Advent began yesterday. The countdown to Christmas, a period of waiting, anticipation and preparation. I do find Advent, as Jack suggests in the quote above, an interesting suspension of time. It is a time when we know the end of the story, yet we hear the story again as if for the first time. We know that the Light is always with us, yet we anticipate the Light which shines in the darkness. We expect something we have really already realized in our lives, yet the expectation brings us to an awareness of the Presence of God-with-us in ways that we don’t have the rest of the year.

(For the full audio version, click here.)

Sadly, Advent has almost become a secular season (beginning right after Halloween, if not before)… it’s the shopping season for Christmas, the cookie making season, the lights at the zoo season, Christmas tree season, the time of holly, ivy, mistletoe and good cheer. Making this time secular and commercialized has externalized our preparation instead of internalizing it. Even the darkness has been externalized as the days get shorter and our nights get longer and our external response is to put Christmas lights on our houses (which I love, by the way).  But it is the internal journey which is most important.

A more spiritual advent is internalized, it asks us to look inside. It will be inside where we find, not only the compassionate, loving joyful parts of ourselves, but the metaphorically darker parts, our shadow side. Externalized advent so often ignores these shadows that get deeper in our hearts this time of year.

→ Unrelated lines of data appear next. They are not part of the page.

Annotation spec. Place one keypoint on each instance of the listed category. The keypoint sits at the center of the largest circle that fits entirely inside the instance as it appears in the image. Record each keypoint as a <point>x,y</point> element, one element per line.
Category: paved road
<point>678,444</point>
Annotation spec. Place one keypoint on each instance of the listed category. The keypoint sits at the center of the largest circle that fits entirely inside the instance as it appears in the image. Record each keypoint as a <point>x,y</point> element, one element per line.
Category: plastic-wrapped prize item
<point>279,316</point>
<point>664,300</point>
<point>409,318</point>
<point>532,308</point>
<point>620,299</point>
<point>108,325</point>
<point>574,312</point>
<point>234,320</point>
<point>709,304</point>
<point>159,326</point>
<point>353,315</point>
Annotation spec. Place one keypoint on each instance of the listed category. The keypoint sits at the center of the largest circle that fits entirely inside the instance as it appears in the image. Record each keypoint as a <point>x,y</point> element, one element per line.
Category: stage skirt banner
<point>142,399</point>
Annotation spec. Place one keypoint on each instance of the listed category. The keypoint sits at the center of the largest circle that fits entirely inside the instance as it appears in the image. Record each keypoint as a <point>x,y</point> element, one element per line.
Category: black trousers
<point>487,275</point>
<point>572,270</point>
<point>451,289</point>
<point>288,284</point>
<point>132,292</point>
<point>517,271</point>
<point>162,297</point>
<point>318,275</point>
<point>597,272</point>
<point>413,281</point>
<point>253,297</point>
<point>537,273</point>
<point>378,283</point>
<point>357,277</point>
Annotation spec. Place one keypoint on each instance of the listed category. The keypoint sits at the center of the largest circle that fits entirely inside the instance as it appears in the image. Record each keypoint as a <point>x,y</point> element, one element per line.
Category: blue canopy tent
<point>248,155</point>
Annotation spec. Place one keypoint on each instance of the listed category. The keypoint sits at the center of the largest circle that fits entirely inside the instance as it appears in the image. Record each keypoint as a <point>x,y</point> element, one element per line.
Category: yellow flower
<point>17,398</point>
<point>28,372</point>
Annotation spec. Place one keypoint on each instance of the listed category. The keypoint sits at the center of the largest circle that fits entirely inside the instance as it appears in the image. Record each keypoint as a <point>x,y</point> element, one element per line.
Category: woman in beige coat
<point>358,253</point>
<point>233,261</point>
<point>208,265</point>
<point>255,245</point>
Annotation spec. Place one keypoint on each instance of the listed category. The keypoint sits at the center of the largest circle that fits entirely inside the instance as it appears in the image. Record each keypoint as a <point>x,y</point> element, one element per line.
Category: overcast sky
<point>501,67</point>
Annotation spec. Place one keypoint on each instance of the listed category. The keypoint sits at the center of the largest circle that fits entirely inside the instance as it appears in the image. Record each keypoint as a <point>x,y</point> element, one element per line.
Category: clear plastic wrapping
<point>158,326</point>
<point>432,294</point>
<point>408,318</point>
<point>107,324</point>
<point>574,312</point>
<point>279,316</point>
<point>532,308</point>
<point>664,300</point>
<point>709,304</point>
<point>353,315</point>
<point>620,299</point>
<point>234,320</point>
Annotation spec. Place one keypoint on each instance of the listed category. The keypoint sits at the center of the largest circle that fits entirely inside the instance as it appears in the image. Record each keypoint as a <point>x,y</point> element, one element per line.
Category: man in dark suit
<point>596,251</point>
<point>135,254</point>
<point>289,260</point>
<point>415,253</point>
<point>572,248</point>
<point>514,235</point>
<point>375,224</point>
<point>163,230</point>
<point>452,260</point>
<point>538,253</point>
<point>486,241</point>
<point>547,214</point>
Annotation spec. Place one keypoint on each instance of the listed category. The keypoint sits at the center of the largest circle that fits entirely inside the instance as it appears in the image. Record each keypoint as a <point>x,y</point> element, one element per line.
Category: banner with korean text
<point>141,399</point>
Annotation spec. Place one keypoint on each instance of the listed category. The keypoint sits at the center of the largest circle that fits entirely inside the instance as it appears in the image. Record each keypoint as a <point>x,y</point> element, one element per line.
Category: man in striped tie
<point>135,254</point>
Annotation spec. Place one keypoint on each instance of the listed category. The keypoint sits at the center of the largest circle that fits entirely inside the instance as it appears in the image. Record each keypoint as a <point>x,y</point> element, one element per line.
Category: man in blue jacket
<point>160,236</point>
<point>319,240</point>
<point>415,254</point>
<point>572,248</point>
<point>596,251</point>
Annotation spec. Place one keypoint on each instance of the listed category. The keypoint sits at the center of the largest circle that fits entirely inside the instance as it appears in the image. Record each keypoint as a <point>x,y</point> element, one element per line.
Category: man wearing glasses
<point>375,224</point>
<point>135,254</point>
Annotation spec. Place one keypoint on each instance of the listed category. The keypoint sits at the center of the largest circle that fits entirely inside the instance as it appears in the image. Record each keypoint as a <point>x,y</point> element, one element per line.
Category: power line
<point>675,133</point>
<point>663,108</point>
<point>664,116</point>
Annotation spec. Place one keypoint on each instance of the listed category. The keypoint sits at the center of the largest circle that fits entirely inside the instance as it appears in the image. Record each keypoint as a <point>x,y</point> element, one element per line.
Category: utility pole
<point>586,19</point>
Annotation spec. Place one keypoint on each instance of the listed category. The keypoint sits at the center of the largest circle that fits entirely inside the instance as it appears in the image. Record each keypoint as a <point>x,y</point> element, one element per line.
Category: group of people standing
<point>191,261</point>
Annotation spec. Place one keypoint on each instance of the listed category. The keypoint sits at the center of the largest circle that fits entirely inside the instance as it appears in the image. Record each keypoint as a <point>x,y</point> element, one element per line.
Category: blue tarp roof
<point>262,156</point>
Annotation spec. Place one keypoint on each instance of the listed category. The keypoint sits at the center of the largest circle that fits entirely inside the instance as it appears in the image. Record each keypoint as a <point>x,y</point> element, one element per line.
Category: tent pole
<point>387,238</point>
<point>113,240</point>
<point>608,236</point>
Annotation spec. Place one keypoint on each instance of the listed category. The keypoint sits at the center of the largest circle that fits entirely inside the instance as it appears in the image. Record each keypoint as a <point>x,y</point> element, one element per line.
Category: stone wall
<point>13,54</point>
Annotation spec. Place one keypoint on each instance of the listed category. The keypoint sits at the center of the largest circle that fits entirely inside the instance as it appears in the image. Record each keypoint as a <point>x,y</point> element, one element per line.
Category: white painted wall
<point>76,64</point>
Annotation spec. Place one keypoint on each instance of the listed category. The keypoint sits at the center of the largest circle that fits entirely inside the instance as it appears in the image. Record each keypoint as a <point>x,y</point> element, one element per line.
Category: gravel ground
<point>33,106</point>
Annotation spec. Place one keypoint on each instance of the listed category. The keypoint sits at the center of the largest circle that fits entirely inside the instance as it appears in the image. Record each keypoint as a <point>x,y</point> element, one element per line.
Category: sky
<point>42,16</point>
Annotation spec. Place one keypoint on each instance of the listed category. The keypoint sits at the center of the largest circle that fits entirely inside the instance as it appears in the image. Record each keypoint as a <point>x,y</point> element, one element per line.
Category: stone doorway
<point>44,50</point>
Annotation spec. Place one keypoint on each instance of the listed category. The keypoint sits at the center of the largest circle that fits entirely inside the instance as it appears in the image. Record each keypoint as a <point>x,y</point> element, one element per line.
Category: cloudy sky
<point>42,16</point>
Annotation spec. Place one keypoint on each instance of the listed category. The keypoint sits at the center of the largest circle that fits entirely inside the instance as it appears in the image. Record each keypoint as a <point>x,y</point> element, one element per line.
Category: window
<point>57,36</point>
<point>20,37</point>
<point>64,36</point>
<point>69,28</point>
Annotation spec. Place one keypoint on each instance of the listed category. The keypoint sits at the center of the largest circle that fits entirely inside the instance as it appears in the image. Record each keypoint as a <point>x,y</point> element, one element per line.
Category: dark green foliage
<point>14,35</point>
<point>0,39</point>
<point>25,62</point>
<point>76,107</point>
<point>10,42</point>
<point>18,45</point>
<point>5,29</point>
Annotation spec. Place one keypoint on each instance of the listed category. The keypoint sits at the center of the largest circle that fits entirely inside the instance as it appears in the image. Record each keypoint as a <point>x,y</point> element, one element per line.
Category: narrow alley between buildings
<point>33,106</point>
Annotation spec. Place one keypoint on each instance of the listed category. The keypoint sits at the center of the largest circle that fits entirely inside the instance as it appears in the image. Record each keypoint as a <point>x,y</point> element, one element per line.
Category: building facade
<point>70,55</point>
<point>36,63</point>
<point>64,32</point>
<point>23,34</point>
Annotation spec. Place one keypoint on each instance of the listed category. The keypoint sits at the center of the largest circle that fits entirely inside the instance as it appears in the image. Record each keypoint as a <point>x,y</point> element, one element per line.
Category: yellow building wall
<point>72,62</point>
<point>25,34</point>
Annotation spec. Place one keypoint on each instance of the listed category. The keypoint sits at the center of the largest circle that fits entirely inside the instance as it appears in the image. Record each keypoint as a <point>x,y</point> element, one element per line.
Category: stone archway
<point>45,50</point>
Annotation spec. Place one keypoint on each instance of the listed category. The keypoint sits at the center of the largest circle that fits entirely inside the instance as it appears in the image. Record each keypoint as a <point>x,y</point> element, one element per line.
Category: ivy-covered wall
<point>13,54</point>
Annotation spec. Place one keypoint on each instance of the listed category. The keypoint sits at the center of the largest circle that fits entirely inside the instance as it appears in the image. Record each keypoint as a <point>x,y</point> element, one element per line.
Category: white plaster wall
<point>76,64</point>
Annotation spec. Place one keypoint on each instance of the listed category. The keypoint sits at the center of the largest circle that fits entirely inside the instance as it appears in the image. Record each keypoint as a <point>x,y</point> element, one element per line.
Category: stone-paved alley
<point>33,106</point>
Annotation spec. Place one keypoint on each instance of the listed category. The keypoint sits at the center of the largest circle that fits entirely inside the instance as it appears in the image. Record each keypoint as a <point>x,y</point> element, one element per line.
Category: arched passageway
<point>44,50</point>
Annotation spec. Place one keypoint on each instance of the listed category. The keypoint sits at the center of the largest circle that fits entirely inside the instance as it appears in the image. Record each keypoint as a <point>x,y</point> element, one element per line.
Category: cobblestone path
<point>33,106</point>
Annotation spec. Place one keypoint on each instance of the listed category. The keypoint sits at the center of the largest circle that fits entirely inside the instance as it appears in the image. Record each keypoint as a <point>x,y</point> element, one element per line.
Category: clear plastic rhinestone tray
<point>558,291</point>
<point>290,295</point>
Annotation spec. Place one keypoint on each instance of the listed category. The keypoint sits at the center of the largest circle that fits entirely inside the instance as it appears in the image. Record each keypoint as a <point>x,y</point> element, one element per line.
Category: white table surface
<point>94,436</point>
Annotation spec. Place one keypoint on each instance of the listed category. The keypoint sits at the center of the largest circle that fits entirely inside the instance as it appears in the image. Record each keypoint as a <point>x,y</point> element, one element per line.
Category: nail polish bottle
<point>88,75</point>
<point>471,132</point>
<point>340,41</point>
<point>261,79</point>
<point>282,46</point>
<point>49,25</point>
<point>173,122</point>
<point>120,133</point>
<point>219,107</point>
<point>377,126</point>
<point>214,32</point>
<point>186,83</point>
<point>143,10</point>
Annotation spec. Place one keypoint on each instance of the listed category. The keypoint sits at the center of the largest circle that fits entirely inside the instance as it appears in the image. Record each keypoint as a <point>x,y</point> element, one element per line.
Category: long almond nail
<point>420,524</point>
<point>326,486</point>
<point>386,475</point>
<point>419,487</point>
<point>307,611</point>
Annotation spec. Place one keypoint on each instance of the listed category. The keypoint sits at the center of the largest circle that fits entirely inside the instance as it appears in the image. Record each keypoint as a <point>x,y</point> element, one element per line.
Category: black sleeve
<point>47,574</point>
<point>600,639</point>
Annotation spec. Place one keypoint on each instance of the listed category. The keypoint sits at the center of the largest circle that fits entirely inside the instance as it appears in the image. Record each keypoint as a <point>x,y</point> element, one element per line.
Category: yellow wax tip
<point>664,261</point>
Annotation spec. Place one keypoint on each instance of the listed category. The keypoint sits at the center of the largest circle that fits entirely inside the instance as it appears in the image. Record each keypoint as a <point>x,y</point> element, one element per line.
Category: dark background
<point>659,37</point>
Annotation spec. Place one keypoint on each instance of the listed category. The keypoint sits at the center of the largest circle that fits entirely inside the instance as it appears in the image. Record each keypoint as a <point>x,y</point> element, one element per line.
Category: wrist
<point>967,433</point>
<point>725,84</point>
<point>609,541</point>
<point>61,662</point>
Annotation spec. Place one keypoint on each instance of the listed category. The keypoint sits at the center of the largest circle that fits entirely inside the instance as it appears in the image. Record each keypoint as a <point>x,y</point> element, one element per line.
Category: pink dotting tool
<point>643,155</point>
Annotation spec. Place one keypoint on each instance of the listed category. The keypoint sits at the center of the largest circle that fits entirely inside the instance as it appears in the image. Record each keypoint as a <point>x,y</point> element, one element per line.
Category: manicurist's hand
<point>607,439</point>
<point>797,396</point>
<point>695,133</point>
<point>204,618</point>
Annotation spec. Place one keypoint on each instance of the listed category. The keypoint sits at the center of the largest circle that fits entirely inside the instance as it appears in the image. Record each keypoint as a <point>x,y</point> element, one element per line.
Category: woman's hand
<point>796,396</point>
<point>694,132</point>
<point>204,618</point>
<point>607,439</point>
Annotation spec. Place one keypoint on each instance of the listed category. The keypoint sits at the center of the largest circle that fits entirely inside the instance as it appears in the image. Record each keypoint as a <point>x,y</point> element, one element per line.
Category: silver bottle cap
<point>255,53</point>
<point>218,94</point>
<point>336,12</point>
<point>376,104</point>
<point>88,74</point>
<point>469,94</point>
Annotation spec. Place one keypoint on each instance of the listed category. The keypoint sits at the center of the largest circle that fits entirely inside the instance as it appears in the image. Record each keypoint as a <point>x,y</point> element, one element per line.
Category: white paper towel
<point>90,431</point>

I’ve been told that I’m at my best pastoring when I can just be myself. Unfortunately, my true self often gets obscured by things like pride, ego, fear and insecurity. I’m prone to bouts of guilt and shame, and occasionally get slammed with waves of grief and loss. Darkness descends. Sometimes it descends in layers, one after the other, until almost all light has disappeared. I have then effectively blocked my own light from being seen, and I have blocked the light of the Divine from reaching the shadows within me. It reminds me of the window films that you place on your house or car windows to filter out some of the light. If we place layers and layers of that film on our windows, eventually there will be little light getting in or out of the house.

Just because the light can’t be seen as well doesn’t mean it isn’t there. Sometimes we just have to look harder to perceive it and then strive to reach it by working at removing the layers. It’s work, I know, and sometimes scary to be honest about the shadows in our hearts, and to bring those shadows into the light and deal with them. However, it is also the only way I am aware of to become more whole. The light does help us to heal. Otherwise we live our lives divided between the face we show to the world and the face we only allow ourselves (and maybe a few others) to see. Working to become one instead of divided, this is the work of Advent.